それらすべてが愛になる
 清流はしゃがんで、置かれている鉢植えを一つ一つ見ていく。

 バジルにミント、ローズマリーなど、ハーブだけでも種類が豊富だ。洸も興味深そうに鉢植えを眺めている。

 「もし育てるとしたら、どれがいいですか?」

 「いいよ、清流の好きなやつで」

 「ちゃんと選んでくださいよ、私があの家を出た後は加賀城さんがお世話するんですから」

 観賞用としても映えそうなミントがいいかもしれない。
 そう思って鉢植えを取ろうと伸ばした腕が、不意に突然掴まれた。

 「えっ?」

 清流は驚いて、洸の顔を仰ぎ見る。

 掴まれた手は痛くない。
 けれど簡単には振り払えないような、そんな力があった。

 「出ていくのか?」

 怒りは含んでいない、むしろいつも通りの落ち着いた声。
 けれど、何かが違う。

 「…あの、」

 「出ていくのか?」

 もう一度同じことを、今度は少し強く聞かれる。
 その顔が思い詰めているように見えて、思わず息を呑む。

 「……出て、行かないです」

 どのくらいの間、そうしていただろう。

 清流の答えを聞いた洸は、張り詰めた空気が嘘のように笑う。
 そして、これにするか、と清流が取ろうとしたミントの鉢植えを持って行ってしまった。

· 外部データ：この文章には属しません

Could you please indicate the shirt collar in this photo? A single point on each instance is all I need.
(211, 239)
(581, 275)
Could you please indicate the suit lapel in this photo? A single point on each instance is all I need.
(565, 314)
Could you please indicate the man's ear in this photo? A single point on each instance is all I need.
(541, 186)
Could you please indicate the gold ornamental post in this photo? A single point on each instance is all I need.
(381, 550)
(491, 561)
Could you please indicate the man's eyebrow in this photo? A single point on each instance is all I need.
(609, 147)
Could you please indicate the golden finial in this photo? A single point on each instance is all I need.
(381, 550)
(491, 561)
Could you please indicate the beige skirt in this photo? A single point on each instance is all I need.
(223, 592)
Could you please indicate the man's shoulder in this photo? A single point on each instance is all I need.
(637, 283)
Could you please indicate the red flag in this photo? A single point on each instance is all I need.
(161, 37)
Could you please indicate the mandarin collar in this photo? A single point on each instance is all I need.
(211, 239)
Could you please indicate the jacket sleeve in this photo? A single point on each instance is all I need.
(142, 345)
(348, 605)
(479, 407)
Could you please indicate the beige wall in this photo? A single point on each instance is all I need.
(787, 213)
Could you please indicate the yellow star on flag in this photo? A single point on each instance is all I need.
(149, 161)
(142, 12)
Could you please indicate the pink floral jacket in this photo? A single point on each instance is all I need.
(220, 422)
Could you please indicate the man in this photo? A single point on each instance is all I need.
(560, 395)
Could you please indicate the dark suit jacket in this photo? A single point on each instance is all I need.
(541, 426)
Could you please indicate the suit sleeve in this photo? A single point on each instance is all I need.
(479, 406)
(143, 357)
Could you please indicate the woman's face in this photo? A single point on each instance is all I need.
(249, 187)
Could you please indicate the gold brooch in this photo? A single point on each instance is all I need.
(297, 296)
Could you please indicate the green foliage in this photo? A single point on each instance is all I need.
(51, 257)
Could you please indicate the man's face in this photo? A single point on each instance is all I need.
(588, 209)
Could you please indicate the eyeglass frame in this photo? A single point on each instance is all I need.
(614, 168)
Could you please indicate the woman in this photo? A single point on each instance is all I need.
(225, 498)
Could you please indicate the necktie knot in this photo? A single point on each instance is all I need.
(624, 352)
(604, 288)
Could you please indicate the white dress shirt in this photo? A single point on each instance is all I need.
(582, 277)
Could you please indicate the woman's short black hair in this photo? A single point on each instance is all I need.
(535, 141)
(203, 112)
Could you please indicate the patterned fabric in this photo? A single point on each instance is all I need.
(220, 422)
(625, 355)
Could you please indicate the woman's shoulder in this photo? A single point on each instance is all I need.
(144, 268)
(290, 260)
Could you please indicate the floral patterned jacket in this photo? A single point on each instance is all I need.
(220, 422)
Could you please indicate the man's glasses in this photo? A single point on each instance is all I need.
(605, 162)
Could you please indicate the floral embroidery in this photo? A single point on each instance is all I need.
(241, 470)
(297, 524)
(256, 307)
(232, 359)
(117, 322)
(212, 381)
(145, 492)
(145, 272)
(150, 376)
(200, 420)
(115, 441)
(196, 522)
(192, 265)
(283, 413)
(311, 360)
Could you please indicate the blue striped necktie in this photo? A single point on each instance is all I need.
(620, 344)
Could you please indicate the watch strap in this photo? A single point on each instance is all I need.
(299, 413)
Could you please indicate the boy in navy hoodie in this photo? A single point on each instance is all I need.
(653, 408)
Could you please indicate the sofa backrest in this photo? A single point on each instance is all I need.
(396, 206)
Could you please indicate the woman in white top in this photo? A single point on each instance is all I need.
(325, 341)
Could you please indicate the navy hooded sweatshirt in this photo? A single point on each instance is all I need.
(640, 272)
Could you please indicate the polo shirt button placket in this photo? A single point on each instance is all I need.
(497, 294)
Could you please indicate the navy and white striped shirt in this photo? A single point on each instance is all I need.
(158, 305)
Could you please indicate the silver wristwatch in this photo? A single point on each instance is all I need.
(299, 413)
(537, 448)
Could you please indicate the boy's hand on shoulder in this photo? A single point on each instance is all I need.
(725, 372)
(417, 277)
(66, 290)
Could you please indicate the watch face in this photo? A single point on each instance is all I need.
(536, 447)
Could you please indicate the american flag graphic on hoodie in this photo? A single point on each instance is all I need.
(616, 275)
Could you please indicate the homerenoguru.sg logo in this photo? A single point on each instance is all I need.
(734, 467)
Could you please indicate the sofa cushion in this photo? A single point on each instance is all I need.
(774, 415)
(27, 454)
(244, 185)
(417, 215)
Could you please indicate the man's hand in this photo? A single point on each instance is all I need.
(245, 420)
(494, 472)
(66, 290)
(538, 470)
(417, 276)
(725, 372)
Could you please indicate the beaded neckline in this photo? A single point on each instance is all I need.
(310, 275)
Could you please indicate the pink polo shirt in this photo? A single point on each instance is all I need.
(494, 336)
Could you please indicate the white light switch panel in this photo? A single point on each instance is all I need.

 (そうです、半年の試用期間が終われば出て行きますから)

 (私、初めからそう言ってましたよね?)

 いつも頭の中で考えていたこと。
 それなのに、なぜか口から出たのは否定の言葉だった。

 (私、何で…)

 すみませんこれも追加で、と洸がトルコキキョウと一緒に会計をしている声を、清流は遠くのことのように聞く。

 「清流」

 洸にそう呼ばれることにも、いつしかすっかり慣れてしまった。

 振り向くと、夕方の柔らかい太陽の光が洸の整った髪を照らしていて、一層明るく見せている。その髪が柔らかいくせ毛で毎朝横髪がはねていることを、清流はよく知っていた。